Staff Correspondent:
Riding on the upward adjustment of fuel oil prices under the automated pricing mechanism, state-owned Bangladesh Petroleum Corporation (BPC) earned a profit of Tk2,050 crore in the fiscal year 2024–25, the Centre for Policy Dialogue (CPD) said on Thursday (June 26 ).
The leading think tank also projected that BPC’s profit will decline to Tk615 crore in the upcoming FY2025–26 due to rising global oil prices.
The recent geopolitical tensions in the Middle East, particularly between Israel and Iran, have pushed up international oil prices, which CPD says will squeeze BPC’s margins in the next fiscal year.
The disclosure came during a CPD dialogue titled “Power and Energy Sector in the National Budget for FY2025–26: Reflections on the Priorities for Energy Transition”, held at the BRAC Centre in Dhaka.
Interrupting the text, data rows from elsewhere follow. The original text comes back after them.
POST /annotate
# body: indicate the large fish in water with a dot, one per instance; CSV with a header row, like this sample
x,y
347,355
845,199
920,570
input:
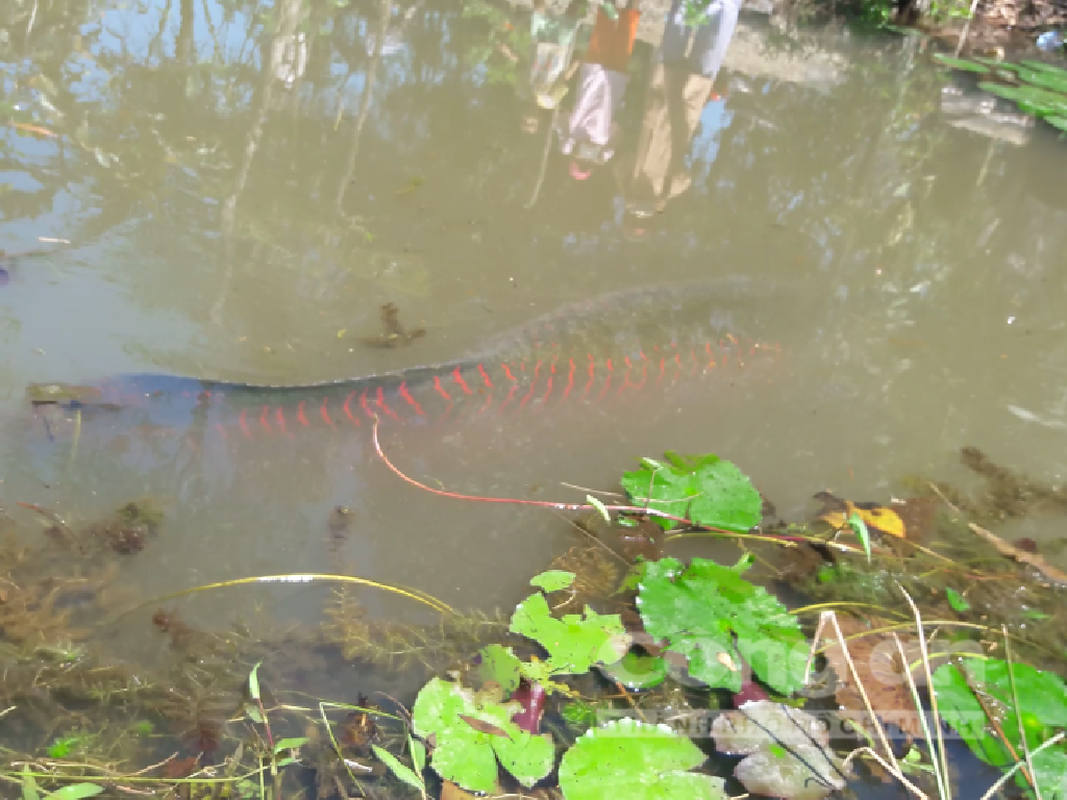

M Shamsul Alam, energy adviser at the Consumers Association of Bangladesh (CAB), Dr Khondaker Golam Moazzem, Research Director at CPD, and other sector experts spoke at the event.
Alongside BPC, two subsidiaries of Petrobangla — Bapex and RPGCL — also turned profits in FY2024–25, CPD said.
According to CPD, BAPEX made a profit of Tk137 crore while RPGCL earned Tk41 crore largely due to increased gas prices at the industrial level.
Looking ahead, CPD forecasts Bapex’s profit to rise to Tk258 crore and RPGCL’s to Tk49 crore in FY2025–26. The expected increase is attributed to VAT exemptions on LNG imports and further gas tariff hikes.
In contrast, the Bangladesh Power Development Board (BPDB) continues to face heavy financial losses.
CPD estimated that BPDB incurred a loss of Tk8,803 crore in FY2024–25 and is projected to face an even higher loss of Tk9,043 crore in FY2025–26.